When Kroenke’s land purchase became known, Pash helped shape the messaging that distanced the Rams from the purchase. Goodell, who would later champion the merits of the league’s relocation guidelines, lied boldly on Kroenke’s behalf before the Super Bowl in 2014. “There are no plans to my knowledge of a stadium development,” he said when asked about the land sale.
I’m not bringing this up to reopen old wounds in St. Louis. I’m bringing it up to ask NFL owners who were intentionally left out of the loop if they are going to get played again.
St. Louis got its settlement. The $790 million has been split up between lawyers and plaintiffs. The only thing left to do here is fight about how the cash should or should not be spent.
NFL owners have a different fight on their hands. Unless they have handled it in secrecy, they still have to figure out if Kroenke is going to get away with handing off to his peers some of his financial damage sustained in the settlement. The cash sent to St. Louis stopped the fight between the league and St. Louis. It did not stop the fight between owners about how the money is covered on the back end. Throughout the relocation process, owners believed they were not at risk of being caught in the crossfire if relocation-based litigation emerged. Before the final vote that approved the Rams’ move to Los Angeles, the topic was addressed again, according to the league’s official minutes from that 2016 day in Houston.
“In response to a question from the floor, Jeff Pash confirmed that all three applicant clubs (Rams, Chargers, Raiders) had signed a commitment not to pursue or support litigation of any decision made by the member clubs on a proposed relocation,” read the league’s official minutes.
Yet ESPN reported in October 2021 that Kroenke had started trying to wiggle out of his indemnification agreement. Once again, Jones is helping lead the way. (Remember, Jones’ Legends company scored a sweet deal with Kroenke’s new SoFi Stadium.) Goodell will be the ultimate decider on the matter. The overseer of the indemnification language was Pash.
I would have a few questions if I was an owner on the outside of the league’s inner circle.
Such as …
How could Goodell possibly make an unbiased call on this matter? The commissioner’s big lie while covering for Kroenke was one of the brightest red flags in the relocation lawsuit. Goodell’s fib about Kroenke’s plans for Hollywood Park was a gift to the St. Louis lawyers who worked this case. Same for Pash’s notes. If Goodell demands a spreading around of Kroenke’s tab while protecting his staggering salary, he is forcing other owners to financially cover for his own mistake.
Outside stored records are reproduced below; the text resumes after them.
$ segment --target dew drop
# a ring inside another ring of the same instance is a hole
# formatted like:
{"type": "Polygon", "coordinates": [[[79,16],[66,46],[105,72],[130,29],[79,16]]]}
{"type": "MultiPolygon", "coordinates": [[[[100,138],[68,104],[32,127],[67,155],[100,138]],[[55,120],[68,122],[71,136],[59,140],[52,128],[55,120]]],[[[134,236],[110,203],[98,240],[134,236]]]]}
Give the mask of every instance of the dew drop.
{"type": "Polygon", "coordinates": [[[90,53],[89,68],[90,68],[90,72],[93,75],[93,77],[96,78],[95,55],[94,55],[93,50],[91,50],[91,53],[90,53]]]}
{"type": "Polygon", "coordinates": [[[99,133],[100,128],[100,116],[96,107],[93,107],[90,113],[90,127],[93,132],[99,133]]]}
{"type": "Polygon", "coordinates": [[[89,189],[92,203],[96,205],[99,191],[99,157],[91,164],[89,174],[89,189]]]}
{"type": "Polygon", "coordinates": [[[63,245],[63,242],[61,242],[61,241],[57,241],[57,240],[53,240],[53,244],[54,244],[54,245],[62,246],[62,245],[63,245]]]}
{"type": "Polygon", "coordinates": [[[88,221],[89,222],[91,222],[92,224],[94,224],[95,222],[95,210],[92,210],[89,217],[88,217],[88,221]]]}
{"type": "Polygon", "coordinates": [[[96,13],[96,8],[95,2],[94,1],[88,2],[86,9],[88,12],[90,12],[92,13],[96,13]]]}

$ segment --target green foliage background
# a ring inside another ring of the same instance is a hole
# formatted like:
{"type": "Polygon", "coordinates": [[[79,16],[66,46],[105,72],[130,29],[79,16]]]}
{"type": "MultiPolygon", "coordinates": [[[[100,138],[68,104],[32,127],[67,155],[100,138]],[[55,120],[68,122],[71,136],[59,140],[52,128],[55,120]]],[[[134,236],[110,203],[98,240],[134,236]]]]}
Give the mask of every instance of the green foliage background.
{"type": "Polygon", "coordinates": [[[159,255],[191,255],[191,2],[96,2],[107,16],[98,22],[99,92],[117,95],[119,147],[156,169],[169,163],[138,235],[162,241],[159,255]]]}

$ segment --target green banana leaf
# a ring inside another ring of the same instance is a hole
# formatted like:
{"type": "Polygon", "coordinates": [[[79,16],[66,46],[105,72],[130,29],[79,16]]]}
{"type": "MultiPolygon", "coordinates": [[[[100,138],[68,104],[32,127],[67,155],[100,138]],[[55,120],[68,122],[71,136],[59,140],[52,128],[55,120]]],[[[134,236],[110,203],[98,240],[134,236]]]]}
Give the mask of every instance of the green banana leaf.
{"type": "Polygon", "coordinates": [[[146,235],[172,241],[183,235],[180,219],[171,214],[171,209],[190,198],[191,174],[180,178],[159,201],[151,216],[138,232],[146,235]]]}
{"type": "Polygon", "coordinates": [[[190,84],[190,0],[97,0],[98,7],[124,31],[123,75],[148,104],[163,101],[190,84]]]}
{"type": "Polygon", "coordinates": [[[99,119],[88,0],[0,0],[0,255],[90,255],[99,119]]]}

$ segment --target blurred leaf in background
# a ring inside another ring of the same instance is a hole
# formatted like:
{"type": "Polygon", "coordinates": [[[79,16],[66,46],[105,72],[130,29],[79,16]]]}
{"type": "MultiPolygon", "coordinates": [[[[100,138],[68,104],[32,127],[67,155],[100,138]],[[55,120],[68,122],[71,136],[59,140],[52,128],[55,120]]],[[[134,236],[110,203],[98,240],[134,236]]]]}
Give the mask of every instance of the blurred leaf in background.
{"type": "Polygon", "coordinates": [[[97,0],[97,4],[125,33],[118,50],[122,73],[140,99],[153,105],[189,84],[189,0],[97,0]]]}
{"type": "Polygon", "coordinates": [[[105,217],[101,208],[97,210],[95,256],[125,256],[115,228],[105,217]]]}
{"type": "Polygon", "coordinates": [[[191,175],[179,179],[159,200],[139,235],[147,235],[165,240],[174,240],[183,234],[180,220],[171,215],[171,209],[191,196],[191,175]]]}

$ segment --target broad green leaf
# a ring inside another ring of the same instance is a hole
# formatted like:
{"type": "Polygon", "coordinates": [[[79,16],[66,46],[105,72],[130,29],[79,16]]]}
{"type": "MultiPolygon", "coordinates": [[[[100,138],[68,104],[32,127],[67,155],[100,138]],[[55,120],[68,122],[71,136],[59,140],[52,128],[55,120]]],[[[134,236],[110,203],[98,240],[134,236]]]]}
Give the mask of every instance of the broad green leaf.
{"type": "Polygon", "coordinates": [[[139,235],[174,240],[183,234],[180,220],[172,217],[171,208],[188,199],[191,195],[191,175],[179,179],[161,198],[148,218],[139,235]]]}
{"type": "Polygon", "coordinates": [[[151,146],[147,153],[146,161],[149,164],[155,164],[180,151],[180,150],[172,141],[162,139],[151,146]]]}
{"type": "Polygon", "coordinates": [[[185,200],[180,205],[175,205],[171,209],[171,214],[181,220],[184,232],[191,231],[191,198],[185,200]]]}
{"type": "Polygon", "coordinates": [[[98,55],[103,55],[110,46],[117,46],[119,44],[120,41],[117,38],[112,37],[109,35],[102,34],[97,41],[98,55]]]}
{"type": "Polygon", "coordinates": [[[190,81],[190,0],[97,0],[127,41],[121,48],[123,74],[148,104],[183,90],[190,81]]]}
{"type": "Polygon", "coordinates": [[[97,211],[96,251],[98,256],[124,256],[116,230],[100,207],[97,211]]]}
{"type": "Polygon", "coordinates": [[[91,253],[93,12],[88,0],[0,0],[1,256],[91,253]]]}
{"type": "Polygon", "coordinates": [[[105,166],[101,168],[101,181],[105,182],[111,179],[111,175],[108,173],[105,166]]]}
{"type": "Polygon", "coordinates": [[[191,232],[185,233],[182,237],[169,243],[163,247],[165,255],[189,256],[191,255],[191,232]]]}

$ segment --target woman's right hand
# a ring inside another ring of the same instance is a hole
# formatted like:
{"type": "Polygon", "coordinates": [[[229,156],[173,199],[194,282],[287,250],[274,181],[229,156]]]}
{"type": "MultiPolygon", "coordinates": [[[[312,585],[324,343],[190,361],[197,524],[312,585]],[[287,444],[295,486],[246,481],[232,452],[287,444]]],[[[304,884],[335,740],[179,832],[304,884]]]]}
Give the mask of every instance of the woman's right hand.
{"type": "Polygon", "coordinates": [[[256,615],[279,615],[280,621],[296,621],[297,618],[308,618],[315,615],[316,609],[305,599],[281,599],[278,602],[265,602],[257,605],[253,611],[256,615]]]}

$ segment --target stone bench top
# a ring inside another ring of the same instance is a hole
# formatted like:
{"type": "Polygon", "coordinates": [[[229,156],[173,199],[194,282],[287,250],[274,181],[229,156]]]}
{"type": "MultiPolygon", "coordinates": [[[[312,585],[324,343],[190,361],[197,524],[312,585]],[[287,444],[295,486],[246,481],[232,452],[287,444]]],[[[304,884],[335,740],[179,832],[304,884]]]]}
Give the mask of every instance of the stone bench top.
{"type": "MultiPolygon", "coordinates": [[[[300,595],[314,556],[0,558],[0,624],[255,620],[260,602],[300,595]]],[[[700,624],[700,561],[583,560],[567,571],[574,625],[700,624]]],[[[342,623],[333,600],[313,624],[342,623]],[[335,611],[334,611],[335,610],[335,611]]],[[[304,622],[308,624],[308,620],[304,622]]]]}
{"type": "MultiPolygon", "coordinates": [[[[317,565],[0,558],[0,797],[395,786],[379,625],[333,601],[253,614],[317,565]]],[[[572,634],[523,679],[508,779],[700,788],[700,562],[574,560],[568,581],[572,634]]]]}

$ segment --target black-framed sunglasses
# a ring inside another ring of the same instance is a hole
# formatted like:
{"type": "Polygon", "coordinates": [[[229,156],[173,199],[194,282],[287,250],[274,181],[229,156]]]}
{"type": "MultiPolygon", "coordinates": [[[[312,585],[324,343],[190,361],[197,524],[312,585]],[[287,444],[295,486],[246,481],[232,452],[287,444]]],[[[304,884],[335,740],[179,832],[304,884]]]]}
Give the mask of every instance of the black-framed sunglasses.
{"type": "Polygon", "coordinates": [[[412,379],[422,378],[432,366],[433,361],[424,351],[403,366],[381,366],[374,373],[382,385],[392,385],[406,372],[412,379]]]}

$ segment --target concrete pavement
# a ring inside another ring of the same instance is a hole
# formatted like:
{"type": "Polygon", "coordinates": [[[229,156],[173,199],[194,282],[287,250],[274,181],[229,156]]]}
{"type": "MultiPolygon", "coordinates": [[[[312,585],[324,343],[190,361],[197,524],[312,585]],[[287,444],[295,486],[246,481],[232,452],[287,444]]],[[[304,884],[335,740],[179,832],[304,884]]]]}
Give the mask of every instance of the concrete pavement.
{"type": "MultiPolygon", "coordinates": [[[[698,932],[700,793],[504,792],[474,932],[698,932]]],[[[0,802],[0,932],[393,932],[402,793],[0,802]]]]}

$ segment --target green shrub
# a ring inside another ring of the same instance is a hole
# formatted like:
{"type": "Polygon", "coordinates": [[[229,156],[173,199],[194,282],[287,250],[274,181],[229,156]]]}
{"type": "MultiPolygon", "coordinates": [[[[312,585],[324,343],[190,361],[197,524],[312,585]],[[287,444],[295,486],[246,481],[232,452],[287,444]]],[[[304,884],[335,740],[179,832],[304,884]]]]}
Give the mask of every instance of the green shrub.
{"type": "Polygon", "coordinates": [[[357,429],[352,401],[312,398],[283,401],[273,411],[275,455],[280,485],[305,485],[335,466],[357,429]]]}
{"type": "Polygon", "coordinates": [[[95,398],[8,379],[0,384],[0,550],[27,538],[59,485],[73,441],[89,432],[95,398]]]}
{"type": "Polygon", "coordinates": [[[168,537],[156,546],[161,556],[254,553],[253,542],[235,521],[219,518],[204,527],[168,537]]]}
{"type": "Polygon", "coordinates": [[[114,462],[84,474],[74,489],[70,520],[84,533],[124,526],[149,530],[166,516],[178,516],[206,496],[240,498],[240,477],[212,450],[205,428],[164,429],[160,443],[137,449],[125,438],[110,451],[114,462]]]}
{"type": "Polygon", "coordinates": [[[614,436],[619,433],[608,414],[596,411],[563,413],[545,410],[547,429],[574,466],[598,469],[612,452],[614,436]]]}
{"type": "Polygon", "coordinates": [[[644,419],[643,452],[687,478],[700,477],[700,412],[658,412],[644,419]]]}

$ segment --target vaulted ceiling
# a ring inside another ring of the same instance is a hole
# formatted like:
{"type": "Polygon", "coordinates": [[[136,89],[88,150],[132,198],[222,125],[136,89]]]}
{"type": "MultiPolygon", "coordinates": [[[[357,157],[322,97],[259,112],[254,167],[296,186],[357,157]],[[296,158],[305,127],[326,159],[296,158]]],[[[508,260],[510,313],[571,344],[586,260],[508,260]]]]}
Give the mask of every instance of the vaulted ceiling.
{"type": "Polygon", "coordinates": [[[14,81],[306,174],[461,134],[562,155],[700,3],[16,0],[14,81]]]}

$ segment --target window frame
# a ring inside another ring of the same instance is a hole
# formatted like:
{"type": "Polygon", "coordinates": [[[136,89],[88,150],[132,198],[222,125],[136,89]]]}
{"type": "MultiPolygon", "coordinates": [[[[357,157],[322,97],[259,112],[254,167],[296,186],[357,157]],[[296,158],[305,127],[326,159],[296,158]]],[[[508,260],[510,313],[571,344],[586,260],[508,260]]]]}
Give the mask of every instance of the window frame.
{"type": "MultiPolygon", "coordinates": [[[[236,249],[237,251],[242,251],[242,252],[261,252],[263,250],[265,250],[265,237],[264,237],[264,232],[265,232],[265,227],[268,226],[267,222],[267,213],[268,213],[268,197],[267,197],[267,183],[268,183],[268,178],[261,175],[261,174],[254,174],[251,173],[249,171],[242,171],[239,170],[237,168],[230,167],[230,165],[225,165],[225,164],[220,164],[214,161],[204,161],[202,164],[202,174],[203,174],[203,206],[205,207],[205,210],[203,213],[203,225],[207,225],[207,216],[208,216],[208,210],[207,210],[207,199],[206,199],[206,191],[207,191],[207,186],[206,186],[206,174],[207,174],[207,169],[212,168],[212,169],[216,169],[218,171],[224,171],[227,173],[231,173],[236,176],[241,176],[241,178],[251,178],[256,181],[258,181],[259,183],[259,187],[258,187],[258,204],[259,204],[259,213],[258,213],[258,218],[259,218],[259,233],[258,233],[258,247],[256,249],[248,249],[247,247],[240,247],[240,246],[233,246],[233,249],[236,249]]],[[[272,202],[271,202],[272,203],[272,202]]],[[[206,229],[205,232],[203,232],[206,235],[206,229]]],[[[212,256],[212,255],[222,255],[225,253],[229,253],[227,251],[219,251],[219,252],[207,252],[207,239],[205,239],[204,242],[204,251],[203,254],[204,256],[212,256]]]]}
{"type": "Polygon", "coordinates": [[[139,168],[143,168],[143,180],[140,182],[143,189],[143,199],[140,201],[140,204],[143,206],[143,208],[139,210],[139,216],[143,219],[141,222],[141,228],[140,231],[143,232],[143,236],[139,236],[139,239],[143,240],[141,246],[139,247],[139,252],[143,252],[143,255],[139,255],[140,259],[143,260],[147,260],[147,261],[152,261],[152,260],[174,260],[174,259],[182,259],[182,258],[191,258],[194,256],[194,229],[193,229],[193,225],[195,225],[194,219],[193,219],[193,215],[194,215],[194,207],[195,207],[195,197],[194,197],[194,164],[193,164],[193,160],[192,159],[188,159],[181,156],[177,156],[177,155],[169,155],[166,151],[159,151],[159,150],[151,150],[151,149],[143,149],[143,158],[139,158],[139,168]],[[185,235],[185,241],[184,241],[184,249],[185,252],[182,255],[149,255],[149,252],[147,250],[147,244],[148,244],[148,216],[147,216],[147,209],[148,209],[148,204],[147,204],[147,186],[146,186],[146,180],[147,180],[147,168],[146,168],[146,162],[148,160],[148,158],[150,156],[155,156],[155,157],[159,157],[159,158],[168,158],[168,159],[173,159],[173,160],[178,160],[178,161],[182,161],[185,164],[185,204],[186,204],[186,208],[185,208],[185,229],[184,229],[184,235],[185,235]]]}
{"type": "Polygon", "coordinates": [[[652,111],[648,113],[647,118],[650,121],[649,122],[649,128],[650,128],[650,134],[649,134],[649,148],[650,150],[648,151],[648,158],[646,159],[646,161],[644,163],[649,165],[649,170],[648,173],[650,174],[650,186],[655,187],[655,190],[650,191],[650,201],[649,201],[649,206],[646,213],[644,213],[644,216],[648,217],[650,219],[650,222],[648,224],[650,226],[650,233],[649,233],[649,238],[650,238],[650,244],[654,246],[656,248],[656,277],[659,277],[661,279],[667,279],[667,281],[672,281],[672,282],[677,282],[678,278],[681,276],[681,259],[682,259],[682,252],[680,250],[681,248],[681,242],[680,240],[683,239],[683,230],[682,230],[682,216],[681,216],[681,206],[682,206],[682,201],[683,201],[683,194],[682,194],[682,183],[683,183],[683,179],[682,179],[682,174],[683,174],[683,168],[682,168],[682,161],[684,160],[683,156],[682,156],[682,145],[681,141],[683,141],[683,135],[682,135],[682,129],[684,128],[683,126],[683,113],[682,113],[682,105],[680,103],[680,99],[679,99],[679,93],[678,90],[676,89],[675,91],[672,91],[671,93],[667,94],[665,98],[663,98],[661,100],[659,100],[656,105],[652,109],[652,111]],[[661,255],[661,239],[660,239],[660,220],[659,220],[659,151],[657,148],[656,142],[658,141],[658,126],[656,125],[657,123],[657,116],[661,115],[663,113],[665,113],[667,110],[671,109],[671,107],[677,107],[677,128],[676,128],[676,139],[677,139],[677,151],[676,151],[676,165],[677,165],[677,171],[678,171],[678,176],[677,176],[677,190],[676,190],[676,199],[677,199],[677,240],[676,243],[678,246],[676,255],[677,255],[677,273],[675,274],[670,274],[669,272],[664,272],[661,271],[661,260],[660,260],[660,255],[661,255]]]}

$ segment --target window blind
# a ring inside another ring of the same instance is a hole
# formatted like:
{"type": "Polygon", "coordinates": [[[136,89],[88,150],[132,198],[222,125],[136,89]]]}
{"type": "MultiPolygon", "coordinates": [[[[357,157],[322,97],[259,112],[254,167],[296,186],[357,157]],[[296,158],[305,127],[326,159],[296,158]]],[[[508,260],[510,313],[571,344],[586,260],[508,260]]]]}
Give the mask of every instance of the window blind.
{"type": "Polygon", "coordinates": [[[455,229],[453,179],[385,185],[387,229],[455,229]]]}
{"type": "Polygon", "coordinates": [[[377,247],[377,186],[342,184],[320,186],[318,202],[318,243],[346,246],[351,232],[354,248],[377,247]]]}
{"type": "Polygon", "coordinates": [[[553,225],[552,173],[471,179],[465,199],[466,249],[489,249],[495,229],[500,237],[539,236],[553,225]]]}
Why isn’t Pash better at his job? This indemnification issue would not be Kroenke’s latest legal playground if Pash had done good work. The legal wording of the indemnification agreement Kroenke signed should have been bulletproof. Long is the list of Kroenke business partners with knives jammed into their backs. The NFL knows this. Either Pash and his people messed up, or Pash and his people left Kroenke an out.
Was spreading around the fallout of whatever legal baggage Kroenke created during relocation the inner circle’s plan from the start?